1. Field of the Invention
The present invention relates in general to nozzles for use in an injection molding system. More particularly, the present invention relates to an improved injection molding nozzle characterized in particular by minimal heat loss characteristics and an improved sealing technique.
2. Discussion of the Related Art
A common problem in the field of injection molding is the need to keep the melt that forms the molded article at a uniform temperature as it passes from a plastic melt source through an injection nozzle and into a cavity in the cooled mold. The melt is uniformly kept at its optimum melting point in order to assure a good melt flow. The optimum temperature is the temperature at which no melt freeze-off or burning occurs.
Usually, a bore is formed in the cooled mold in which the nozzle is seated. The mold is often several times cooler than the melt, thus, in order to keep the melt at its optimum flowing temperature, the nozzle is heated by heating coils, heat pipes, electric resistance heaters, or other appropriate heating means. As the nozzle is surrounded by the cooled mold, significant heat loss can occur between the nozzle and the mold which can affect the temperature of the melt. Further, the heat transfer from the nozzle to the mold can affect the solidifying times of the molded article in the cavity within the mold.

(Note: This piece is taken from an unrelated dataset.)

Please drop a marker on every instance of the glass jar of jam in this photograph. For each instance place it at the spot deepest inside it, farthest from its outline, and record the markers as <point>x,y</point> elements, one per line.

Accordingly, there is a need to provide effective insulation of the nozzle within the mold to minimize heat loss from the nozzle to the mold.
In view of the foregoing, it is an object of the present invention to provide improved insulation of a nozzle for an injection molding machine, in order to minimize heat loss that occurs from the heated nozzle to the cooled mold.
Another object of the present invention is to provide an improved nozzle seal that provides, not only the aforementioned heat insulation characteristics, but also a simple and effective seal against melt leakage from the gate.